一个连接两个大分区表以生成1000万行的查询将消耗资源，这是无法避免的

您可以通过减少

工作记忆

，以内存消耗换取速度：较小的VAKUE将使查询速度变慢，但占用的内存更少

我认为最好的办法是保持

work\u mem

高，但要减少

max\u connections

，这样就不会很快耗尽内存。

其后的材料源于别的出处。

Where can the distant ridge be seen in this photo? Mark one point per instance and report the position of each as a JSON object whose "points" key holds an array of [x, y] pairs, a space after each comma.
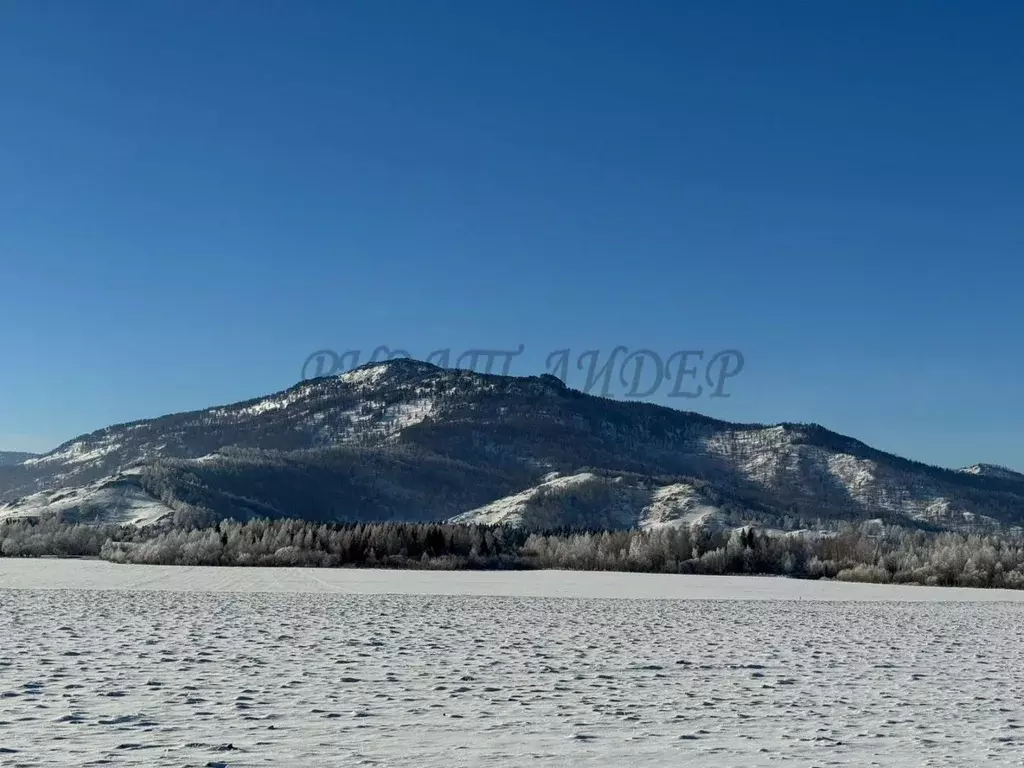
{"points": [[409, 440]]}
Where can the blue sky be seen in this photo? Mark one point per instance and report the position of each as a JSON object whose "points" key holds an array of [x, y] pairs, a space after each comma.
{"points": [[194, 197]]}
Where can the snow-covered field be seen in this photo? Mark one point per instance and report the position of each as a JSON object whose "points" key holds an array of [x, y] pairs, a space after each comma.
{"points": [[108, 665]]}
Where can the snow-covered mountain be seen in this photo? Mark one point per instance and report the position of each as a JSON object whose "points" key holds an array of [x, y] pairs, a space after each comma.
{"points": [[13, 457], [409, 440], [993, 470]]}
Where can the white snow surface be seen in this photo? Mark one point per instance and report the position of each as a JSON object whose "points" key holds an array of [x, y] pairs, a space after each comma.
{"points": [[120, 501], [150, 666], [646, 506]]}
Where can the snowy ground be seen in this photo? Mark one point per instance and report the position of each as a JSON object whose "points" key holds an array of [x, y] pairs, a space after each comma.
{"points": [[166, 667]]}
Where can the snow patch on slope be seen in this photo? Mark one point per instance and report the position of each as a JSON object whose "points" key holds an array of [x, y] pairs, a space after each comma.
{"points": [[119, 500], [607, 502]]}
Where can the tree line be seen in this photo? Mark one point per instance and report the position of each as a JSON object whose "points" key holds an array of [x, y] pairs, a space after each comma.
{"points": [[857, 553]]}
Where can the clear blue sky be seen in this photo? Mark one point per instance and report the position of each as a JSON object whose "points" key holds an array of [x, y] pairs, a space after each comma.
{"points": [[196, 196]]}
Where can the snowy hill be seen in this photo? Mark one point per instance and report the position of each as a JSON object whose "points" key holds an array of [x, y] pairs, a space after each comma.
{"points": [[13, 457], [412, 441]]}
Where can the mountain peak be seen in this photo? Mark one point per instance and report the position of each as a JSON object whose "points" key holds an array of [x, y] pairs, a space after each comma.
{"points": [[992, 470]]}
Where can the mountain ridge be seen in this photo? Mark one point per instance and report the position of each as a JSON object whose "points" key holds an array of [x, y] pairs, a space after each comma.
{"points": [[407, 439]]}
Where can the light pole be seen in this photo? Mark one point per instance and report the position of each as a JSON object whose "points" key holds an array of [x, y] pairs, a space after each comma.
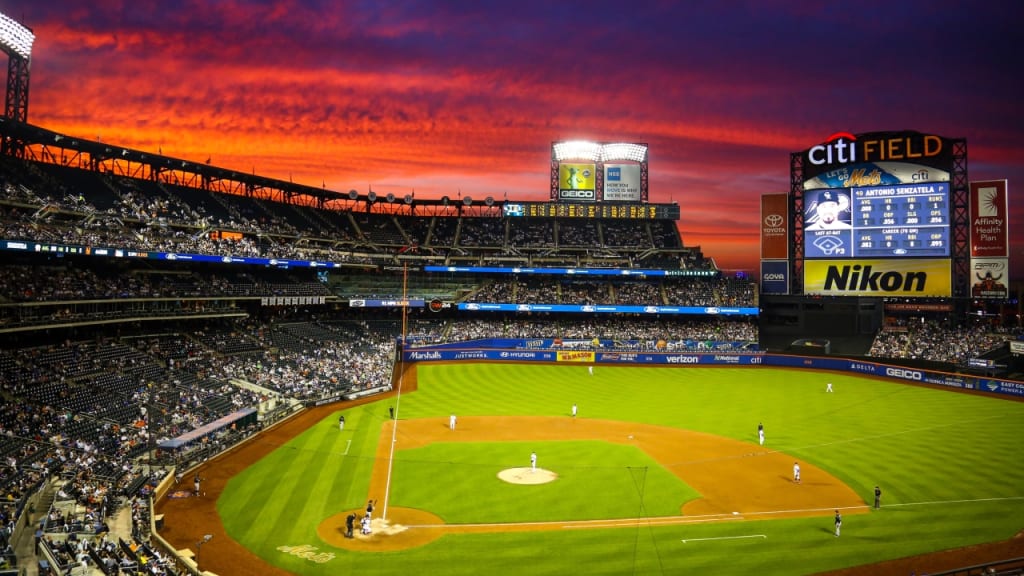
{"points": [[199, 548]]}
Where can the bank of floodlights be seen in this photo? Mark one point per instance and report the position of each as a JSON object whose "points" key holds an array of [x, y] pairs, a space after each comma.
{"points": [[623, 151], [14, 38], [595, 152], [578, 150]]}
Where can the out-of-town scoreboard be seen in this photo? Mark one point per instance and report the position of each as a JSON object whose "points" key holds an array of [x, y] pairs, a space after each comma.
{"points": [[592, 210], [591, 179]]}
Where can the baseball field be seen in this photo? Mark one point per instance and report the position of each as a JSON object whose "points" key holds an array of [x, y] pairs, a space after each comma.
{"points": [[660, 472]]}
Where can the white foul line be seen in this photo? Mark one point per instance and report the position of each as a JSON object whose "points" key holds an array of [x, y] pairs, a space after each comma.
{"points": [[724, 538]]}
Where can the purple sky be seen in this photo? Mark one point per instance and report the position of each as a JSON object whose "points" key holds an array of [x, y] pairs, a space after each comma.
{"points": [[440, 97]]}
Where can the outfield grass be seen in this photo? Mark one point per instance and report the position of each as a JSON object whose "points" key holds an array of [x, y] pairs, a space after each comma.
{"points": [[949, 465]]}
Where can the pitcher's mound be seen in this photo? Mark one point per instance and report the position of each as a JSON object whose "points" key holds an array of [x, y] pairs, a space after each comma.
{"points": [[527, 476]]}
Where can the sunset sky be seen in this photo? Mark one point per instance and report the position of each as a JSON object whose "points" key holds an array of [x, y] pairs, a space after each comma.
{"points": [[441, 97]]}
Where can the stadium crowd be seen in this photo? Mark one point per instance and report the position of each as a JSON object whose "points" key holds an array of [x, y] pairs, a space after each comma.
{"points": [[91, 406]]}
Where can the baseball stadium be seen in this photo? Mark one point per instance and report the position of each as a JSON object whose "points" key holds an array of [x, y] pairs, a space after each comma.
{"points": [[207, 371]]}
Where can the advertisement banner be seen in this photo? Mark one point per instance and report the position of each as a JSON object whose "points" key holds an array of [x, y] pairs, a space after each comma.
{"points": [[774, 277], [913, 277], [622, 182], [774, 227], [989, 278], [989, 228], [577, 181]]}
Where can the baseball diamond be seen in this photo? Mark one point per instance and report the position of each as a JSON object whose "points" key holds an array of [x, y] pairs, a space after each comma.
{"points": [[740, 488]]}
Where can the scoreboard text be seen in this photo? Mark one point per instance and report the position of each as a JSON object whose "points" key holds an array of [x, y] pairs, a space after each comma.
{"points": [[900, 220]]}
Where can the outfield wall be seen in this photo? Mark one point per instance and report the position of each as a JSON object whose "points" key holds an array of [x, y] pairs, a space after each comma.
{"points": [[474, 352]]}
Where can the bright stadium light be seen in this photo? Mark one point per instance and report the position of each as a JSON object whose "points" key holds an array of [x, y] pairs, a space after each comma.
{"points": [[578, 150], [15, 38], [624, 151]]}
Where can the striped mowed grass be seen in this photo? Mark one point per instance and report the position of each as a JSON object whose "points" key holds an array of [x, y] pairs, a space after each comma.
{"points": [[948, 464]]}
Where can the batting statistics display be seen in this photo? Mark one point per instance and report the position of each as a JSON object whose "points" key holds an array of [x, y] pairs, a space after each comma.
{"points": [[901, 220]]}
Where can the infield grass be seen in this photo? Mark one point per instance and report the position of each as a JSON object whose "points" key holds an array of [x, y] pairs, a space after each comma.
{"points": [[948, 463]]}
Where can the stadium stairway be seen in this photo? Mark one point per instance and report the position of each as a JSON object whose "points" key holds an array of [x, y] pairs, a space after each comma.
{"points": [[25, 541]]}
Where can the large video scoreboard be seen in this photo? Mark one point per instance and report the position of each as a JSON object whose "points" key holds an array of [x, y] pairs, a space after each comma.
{"points": [[868, 214], [901, 220]]}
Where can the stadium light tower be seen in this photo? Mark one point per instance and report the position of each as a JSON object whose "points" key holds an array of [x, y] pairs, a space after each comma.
{"points": [[16, 41]]}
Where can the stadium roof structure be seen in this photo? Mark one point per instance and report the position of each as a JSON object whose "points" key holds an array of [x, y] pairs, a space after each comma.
{"points": [[36, 144]]}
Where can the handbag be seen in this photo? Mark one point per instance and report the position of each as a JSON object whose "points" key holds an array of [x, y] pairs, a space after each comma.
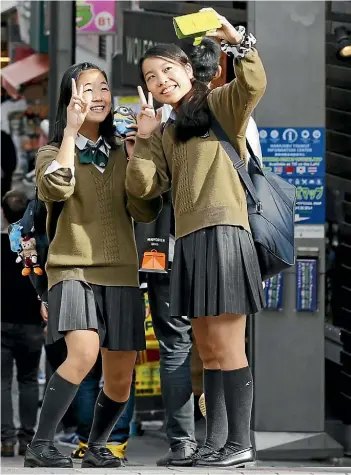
{"points": [[154, 261], [271, 209]]}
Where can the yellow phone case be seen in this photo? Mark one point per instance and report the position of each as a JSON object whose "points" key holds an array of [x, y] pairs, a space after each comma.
{"points": [[196, 25]]}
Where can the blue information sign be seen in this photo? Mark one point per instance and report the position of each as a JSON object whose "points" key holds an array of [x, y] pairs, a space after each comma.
{"points": [[297, 154], [306, 285], [310, 202]]}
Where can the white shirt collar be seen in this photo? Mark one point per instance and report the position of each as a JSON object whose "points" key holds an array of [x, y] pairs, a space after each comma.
{"points": [[81, 142]]}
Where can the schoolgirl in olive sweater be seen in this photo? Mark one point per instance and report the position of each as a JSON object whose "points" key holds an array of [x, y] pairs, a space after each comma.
{"points": [[215, 278], [94, 298]]}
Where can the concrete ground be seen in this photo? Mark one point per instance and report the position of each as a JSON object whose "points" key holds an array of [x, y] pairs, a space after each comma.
{"points": [[143, 451]]}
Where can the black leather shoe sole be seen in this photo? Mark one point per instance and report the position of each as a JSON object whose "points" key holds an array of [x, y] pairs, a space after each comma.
{"points": [[243, 459], [34, 464], [7, 452], [32, 460], [107, 464], [188, 462]]}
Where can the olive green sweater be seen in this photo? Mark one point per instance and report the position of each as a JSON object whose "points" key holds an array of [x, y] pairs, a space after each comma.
{"points": [[206, 189], [94, 240]]}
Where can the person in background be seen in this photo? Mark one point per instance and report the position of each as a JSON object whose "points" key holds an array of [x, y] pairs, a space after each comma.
{"points": [[175, 340], [85, 400], [22, 337]]}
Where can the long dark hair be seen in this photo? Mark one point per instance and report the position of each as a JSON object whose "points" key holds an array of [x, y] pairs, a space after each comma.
{"points": [[205, 59], [106, 127], [193, 115]]}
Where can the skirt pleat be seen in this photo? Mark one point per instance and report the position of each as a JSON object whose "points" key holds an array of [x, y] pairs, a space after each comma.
{"points": [[216, 271], [116, 313]]}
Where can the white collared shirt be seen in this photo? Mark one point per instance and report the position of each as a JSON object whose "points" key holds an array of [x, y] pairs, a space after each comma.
{"points": [[81, 142]]}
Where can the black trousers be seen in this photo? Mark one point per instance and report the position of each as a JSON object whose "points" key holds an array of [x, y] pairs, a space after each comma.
{"points": [[175, 338], [21, 343]]}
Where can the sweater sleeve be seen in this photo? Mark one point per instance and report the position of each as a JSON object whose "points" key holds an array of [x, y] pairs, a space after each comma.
{"points": [[233, 103], [144, 211], [55, 186], [147, 172]]}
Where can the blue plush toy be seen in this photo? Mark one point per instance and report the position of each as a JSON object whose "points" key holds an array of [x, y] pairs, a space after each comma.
{"points": [[122, 117]]}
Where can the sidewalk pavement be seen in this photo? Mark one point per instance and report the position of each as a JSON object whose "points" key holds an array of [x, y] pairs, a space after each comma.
{"points": [[145, 450]]}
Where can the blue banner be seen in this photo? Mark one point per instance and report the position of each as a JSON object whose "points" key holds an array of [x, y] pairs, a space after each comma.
{"points": [[306, 285], [310, 202], [274, 292], [297, 154]]}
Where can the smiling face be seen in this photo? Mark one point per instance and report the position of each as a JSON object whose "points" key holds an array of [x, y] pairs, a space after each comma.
{"points": [[167, 80], [96, 90]]}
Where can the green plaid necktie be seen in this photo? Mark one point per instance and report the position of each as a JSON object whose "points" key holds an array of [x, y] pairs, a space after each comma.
{"points": [[93, 154]]}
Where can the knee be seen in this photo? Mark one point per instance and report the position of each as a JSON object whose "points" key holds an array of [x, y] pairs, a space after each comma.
{"points": [[208, 355], [82, 362], [234, 355], [118, 386]]}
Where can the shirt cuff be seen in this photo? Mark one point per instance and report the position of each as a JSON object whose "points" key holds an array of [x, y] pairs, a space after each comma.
{"points": [[55, 165]]}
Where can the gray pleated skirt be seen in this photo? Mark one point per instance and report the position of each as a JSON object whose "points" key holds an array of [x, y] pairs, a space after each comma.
{"points": [[215, 271], [117, 313]]}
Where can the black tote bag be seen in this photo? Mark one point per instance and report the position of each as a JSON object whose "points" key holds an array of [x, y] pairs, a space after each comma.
{"points": [[271, 207]]}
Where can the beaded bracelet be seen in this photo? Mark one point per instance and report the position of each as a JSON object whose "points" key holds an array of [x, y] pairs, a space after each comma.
{"points": [[241, 49]]}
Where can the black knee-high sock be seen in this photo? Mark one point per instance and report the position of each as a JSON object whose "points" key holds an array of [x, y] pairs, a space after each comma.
{"points": [[238, 393], [58, 396], [106, 414], [216, 414]]}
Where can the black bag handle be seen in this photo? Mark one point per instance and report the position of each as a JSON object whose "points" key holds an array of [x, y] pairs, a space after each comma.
{"points": [[238, 163]]}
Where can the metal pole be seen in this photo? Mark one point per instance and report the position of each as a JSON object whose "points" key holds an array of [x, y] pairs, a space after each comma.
{"points": [[62, 48]]}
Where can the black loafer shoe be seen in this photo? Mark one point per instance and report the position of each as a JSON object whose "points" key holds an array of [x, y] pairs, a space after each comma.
{"points": [[178, 458], [202, 453], [100, 457], [7, 450], [228, 458], [46, 456]]}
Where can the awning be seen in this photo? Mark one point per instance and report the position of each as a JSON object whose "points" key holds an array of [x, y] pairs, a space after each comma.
{"points": [[24, 71]]}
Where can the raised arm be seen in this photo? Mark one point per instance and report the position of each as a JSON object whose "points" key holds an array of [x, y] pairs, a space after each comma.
{"points": [[147, 171], [233, 103], [55, 166]]}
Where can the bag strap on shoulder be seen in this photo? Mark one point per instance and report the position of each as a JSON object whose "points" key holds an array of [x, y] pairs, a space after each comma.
{"points": [[238, 163]]}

此外，将更多RAM放入机器是最便宜的硬件调优技术之一

您可以稍微改进查询：

删除
```
独立的
```
，它是无用的，会消耗CPU资源，并且会使您的估计值偏离
```
分析表2
```
，以便获得更好的估计值

关于分区：如果这些查询扫描所有分区，那么对于分区表，查询速度会变慢

分区对您是否是一个好主意取决于您是否有其他查询受益于分区：

首先也是最重要的一点是，大规模删除，这是通过删除分区实现的
顺序扫描，其中分区键是扫描筛选器的一部分

与流行的观点相反，如果您有大的表，分区并不是总能让您受益的东西：许多查询会因为分区而变慢

锁是您最不担心的：只需增加

max\u locks\u per\u transaction

在这两种情况下分区列的名称是什么？非常感谢您提供了这个解释得很好的答案，我一直在与我的团队讨论这个问题，根据您的建议，分区在一半的查询中帮助了我们，但另一半仍然失败，我们将再试一次。非常感谢你这么漂亮的解释。